An Interview with m.s. RedCherries by Rey M. Rodríguez

The Institute of American Indian Arts (IAIA) invited m.s. RedCherries to read from her debut book, “mother” published by Penguin Random House, which was released on July 17, 2024. The publisher describes “mother” as “a work rooted in an intimate fracture: an Indigenous child is adopted out of her tribe, and raised by a non-Indian family. As an adult finding her way back to her origins, our unnamed narrator begins to put the pieces of her birth family's history together through the stories told to her by her mother, father, sister, and brother, all of whom remained on the reservation where she was born. Through oral histories, family lore, and imagined pasts and futures, a collage of their community emerges, raising profound questions about adoption, inheritance, and Indigenous identity in America.” RedCherries kindly let me interview her over Zoom the day before the book’s release while she was on her way to the airport to pick up her parents who were flying in to celebrate her new book. What follows is a wide-ranging discussion of who she is, why she writes, the importance of mothers and the power of love. 



Please give us some background about who you are and why you write.

My name is m.s. RedCherries. I am a writer. I'm trying to resist being categorized in a certain genre only because I feel that in any genre that Native people write in, we are telling stories, in whatever form that means, and whatever that means to the writer, but also, to whatever that means to publishing at large. There's pressure for Native people to define themselves by other outside forces instead of defining themselves for themselves. And so, I just write stories. And I think a lot of other Native writers write stories.

Wonderful. How did you start writing?

When I was young, I found out I could express myself more through writing than through speaking, so I always wrote. If it was a friend’s birthday, I would write a story for them as a gift. I also liked writing letters, and so even before considering myself a writer, I was always writing. In middle school and high school, I had friends who would read everything I wrote and they supported me. I've always been blessed to have support in that way. I started writing through expression—my expression. It wasn't until after law school when I decided to pursue an MFA program.
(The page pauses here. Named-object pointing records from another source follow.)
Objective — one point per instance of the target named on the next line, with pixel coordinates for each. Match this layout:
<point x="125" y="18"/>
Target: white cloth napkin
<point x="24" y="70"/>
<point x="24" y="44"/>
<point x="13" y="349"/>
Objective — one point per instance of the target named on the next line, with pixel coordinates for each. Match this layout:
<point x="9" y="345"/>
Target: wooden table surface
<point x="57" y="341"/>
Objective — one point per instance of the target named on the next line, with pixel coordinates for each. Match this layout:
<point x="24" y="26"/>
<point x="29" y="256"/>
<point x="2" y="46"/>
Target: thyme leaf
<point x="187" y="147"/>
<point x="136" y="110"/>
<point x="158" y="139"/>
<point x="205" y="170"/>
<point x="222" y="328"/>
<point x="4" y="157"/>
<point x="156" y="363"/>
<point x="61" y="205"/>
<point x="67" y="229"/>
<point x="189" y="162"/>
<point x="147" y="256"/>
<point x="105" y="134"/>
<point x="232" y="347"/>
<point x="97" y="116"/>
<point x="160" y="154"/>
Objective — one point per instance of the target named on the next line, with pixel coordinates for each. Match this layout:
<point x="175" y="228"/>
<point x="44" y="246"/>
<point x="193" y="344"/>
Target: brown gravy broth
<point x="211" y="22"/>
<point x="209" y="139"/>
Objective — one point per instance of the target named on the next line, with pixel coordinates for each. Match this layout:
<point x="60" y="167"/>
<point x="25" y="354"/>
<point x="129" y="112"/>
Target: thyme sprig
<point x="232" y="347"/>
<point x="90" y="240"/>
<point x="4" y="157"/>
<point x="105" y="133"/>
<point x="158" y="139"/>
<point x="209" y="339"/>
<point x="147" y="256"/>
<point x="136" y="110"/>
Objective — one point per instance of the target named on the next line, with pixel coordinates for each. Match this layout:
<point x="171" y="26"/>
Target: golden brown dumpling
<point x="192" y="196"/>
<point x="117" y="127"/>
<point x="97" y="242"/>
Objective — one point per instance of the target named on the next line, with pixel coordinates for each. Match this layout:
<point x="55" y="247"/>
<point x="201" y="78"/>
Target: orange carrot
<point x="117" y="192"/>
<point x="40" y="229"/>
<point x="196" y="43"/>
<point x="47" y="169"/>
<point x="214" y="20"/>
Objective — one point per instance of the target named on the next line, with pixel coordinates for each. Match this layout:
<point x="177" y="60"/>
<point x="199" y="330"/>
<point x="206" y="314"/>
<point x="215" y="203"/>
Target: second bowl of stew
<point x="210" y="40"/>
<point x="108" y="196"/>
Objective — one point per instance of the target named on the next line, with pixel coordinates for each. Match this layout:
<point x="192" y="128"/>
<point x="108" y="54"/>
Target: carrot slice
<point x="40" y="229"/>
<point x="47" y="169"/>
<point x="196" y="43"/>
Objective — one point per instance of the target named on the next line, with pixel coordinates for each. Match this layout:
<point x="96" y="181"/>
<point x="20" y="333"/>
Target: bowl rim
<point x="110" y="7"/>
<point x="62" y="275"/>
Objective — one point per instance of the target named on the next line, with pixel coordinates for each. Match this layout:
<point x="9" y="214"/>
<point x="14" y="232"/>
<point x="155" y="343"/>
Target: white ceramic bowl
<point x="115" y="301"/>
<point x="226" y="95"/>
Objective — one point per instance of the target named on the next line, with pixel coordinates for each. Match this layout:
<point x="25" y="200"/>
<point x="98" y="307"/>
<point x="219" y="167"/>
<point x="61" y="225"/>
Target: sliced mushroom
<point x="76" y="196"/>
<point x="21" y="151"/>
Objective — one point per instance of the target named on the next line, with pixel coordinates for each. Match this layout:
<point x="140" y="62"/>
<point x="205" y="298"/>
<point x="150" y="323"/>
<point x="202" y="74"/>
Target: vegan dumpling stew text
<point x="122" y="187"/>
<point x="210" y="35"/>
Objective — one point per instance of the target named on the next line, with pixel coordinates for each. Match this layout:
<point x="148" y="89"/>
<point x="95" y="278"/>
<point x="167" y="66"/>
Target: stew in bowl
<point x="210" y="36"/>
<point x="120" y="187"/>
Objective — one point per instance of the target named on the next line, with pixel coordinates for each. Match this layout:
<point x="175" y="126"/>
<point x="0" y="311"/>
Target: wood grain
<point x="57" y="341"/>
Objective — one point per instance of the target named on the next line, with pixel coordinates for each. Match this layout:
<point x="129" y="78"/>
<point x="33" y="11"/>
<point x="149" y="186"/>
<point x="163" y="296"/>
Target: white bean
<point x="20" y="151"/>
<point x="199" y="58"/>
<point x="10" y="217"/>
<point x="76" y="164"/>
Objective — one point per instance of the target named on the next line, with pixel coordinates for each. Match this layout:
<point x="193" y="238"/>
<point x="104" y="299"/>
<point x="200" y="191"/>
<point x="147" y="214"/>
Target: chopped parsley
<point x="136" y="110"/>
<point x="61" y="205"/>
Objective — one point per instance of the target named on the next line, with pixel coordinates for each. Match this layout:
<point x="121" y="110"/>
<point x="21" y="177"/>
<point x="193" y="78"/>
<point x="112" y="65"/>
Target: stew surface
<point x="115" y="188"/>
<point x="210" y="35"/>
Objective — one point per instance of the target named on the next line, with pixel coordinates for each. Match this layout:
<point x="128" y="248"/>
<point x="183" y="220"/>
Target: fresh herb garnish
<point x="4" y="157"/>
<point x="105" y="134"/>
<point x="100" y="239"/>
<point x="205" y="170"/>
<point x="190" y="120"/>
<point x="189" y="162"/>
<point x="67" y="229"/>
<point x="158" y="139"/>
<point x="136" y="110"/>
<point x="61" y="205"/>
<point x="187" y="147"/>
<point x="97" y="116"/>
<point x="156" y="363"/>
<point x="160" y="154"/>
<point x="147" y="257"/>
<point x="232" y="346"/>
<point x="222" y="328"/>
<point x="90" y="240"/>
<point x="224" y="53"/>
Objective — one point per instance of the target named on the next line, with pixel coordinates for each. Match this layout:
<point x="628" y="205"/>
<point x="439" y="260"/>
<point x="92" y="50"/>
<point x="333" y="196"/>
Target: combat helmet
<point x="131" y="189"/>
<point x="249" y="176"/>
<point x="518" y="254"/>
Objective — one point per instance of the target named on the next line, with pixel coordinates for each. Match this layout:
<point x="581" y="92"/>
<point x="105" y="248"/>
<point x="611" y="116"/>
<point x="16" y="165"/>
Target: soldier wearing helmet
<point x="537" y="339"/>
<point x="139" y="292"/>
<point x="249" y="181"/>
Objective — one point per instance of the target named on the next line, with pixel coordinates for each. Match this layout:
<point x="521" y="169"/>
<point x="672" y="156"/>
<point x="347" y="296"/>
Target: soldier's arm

Well, we have that in common because I went to law school. But I decided to get an MFA 30 plus years after I graduated. Ha!

Oh, my gosh! That's really cool! We share a background in law.

Yes, that's why I was excited to meet you. I feel I'm living my fullest life now. I don't know if you have had that experience after you went through your law school experience.

Oh, absolutely! The other day when I was traveling to IAIA, my flight was at 7 in the morning, and I saw the sunrise on the way to the airport, and I just thought how grateful I am for this life that I have. It's such a blessed life. And it's a life that I've always wanted. I felt proud of myself and I was very grateful for it all. I feel such gratitude to be here, to have my family, to have my friends. My grandparents are still here. My friends, I love my friends and my family. It's a good life.

Isn’t it? I was sitting in the IAIA classroom, and I told myself this is what I've always wanted to do. It’s great. Getting back to your work, I’d like to ask you about your story. Why is telling a story so important to you?

Well, I think storytelling is the root of our culture. I went to some of our summer ceremonies a couple of weeks ago - ceremonies we have held since the beginning of time. These ceremonies have endured because we have endured. It's not a religion. It's a way of life. And so, I consider storytelling and telling stories the same way. We've been telling stories for so long, and it's ensured our survival. It tells us of our place in the world, our ways, and how to interact with the people around us. It tells us how to talk to God. Stories have kept us alive. And they're the most beautiful part of our history as Indigenous people. Because at least with my Tribe, we have always been oral storytellers. Writing down our stories is something only recently done. Now, it is a way to document and capture our stories, but we were raised to listen. To listen, to sit around and listen to our grandparents during ceremonies was a part of the ceremony. If your story was good, you could hold the attention of an entire new generation of Cheyenne children and give them our way of life.  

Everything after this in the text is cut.